日本には、「日本(人)の美学」と呼べるものが存在します。
それがなぜ存在するのかの理由は、「日本人とは?」および「日本という国とは?」を読んでいただくとすぐに理解できますが、日本という国、日本人という民族が、世界の中で良くも悪しくもかなり変わっているからです。
例えば、いざという時に戦う時。元寇・蒙古襲来があった鎌倉時代から、戦いはしても、なるべく両者の損害を小さくしようということで、腕自慢の武将が両軍から名乗り出て2人のみで戦うようなことをしました。
そうすることで、多くの将兵が死傷せずに済み、敵味方共に被害を最小に食い止められるからです。

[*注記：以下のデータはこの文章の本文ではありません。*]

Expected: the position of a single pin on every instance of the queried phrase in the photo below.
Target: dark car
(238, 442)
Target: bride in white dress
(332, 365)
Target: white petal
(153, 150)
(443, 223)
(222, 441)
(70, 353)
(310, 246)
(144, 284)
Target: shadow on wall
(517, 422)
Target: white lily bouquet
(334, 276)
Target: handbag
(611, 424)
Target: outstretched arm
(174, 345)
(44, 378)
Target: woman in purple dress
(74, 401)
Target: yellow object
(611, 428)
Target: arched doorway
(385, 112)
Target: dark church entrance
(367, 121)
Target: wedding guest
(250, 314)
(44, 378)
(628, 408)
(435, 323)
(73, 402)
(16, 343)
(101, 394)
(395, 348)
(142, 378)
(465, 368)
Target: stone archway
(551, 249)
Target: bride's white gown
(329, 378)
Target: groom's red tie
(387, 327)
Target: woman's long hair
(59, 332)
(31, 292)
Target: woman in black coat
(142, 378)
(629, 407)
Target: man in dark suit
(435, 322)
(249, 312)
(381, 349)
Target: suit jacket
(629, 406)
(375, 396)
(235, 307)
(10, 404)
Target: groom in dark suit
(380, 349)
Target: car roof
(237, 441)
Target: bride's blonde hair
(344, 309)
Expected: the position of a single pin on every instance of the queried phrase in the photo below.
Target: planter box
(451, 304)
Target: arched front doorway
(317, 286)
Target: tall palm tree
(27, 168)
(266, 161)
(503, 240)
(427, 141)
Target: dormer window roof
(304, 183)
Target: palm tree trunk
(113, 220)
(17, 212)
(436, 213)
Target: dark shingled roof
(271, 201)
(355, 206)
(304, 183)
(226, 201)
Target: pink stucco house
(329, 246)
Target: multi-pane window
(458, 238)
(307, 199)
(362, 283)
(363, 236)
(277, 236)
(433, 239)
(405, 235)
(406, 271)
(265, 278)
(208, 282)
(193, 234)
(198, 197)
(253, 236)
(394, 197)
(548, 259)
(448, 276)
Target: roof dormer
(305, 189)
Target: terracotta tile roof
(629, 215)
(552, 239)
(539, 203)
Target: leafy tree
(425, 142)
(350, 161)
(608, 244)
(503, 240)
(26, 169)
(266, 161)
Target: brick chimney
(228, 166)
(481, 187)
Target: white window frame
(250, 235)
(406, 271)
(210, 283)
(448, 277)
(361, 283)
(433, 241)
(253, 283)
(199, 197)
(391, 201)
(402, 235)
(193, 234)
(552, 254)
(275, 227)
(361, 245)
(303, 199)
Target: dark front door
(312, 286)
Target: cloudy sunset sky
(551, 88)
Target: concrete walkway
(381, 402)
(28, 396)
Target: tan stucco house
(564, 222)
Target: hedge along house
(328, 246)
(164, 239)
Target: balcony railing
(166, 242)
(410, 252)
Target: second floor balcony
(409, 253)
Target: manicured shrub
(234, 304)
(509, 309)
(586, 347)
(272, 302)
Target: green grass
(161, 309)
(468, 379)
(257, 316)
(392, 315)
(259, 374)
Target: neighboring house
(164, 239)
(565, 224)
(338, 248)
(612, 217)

蒙古・モンゴルや高麗(朝鮮半島)にはそんな美学はありませんから、当初はそうした鎌倉武士が1人で相手側に飛び出していき、大勢の蒙古軍に一斉にやられてしまったそうです。
別な例では、庶民の一般的な喧嘩でも、喧嘩を始める時に「表へ出ろ!」というものがあります。
店や他のお客さんに迷惑がかかるから、表に出て決着をつけようというものです。
欧米、大陸での喧嘩は、店の中ですぐに始まります。周りの迷惑などお構いなしです。日本人の場合は、いざ戦いの時でさえも周りの迷惑を考えるのです。
戦国時代から江戸時代にかけて、どういうわけか日本では銃が発達しないで刀に戻ってしまいました。
西洋で生まれた鉄砲は、織田信長の戦国時代に日本に伝わりましたが、器用で優秀な日本人はそれをあっという間に自作するようになりました。
そしてわずか数年の間に改良さえもされて量産され、当時の日本の鉄砲の数は世界一、ヨーロッパ全体の数を凌いでいたそうです。
つまり当時の戦国時代日本は、世界一の軍事国であったことが分かります。
それにも関わらずに、鉄砲はその後の日本では発達しませんでした。
一瞬で人を殺傷できる銃は、日本人の美学に合わなかったようです。
戦う時に、複数人数対ひとりの戦いなどは、世界中のどこでもフェアでないとされますが、戦いにつきものの周りにかかる迷惑を考えたり、美学があるのは日本だけではないでしょうか?